The Department for Education’s Behaviour Advisor has hit out at Bristol this week, criticising No More Exclusion plans announced for the city.
It comes in the wake of Bristol Youth Mayors Anika Mistry and Jeremiah Dom-Ogbonna, announcing the intention on Twitter.
On Friday 22 July, they Tweeted: ‘Exclusion in schools is increasing across the country, destroying the lives of young people – this has gone on too long! We are introducing a campaign to make Bristol a ‘Zero Exclusion City’ a campaign introduced by Bristol Youth Mayors.’
Elaborating In a blog on Bristol Mayor Marvin Rees’ website, they wrote: ‘However, for some students, school feels like a prison, where often the decision for an exclusion from school isn’t justifiable and concerns have been raised about the link between exclusions and race, where institutional racism could be a factor. We feel that we all should take action and campaign for Bristol to become a ‘Zero Exclusion City’, where our schools understand and respect young people and make them feel appreciated and valued, both in and out of school.’
The announcement caused Department for Education (DfE) Behaviour Advisor Tom Bennett, to lash out at the city.
Bennett has been a vocal critic of the NME campaign As far back as October 2020, he called the movement ‘a scandal’.
Bennett Tweeted: ‘The No More Exclusions scandal has at least had the effect of exposing the extremist, anti-child ideologies that trouble mainstream discourse around school behaviour. Put simply: some people really do believe every child just needs a kind word and everything will be ok’
In response to the announcement made by Bristol Youth Mayors, Bennett wrote: ‘Bristol: working to make schools less safe for children and staff? Zero exclusions strategies are a safeguarding disaster, and go against current DfE guidelines.’
The Tweet attracted the attention of other vocal opponents of the scheme, including blogger teacher Andrew Old, who Tweeted: ‘Another city where the politicians are willing to make schools unsafe for the sake of ideology.’
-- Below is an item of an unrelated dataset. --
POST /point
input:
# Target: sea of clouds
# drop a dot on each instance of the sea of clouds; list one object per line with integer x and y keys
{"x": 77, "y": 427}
No More Exclusions (NME) is a black-led anti-racist organisation aiming to abolish exclusions. They work as a coalition which includes child, young people and their families as well as education professionals, trade unionists, social workers, legal professionals, faith leaders, journalists and a further wide ranging number of people who support the cause.
NME says ‘We believe that school exclusions form part of a continuum of state violence enacted against communities racialised as Black, brown, Muslim and Gypsy, Roma, Traveller, against disabled people and against working-class communities. We support all those struggling to abolish exclusions and transform education into a nurturing and enriching experience for all children and young people.’
The group aims to ‘effect change from the bottom up’ by working with individuals and collectives who share their values and vision for social justice in education.
Bristol’s most recent exclusion data for 2022 can be read here: https://chopsybaby.com/magazine/permanent-school-exclusions-in-bristol-update-at-people-scrutiny-commission/ although up-to-date data for the city is due from the DfE next month.
At the time, Director of Education Alison Hurley, told People Scrutiny Commission: In response to the figures submitted to People Scrutiny Commission, Director of Alison Hurley, said: “The permanent exclusions in Bristol was extremely high for a number of years. Lots of work is taking place in order to reduce those. They are still low compared to national numbers in terms of permanent exclusions in Bristol and our data also includes those who are Bristol children educated outside of the Local Authority. Those figures are much higher than Bristol themselves so the Bristol rate still remain low. We are always concerned when any child or young person is permanently excluded and work hard with the school to try and prevent that happening but unfortunately there are still cases within our system where there has been a permanent exclusion.”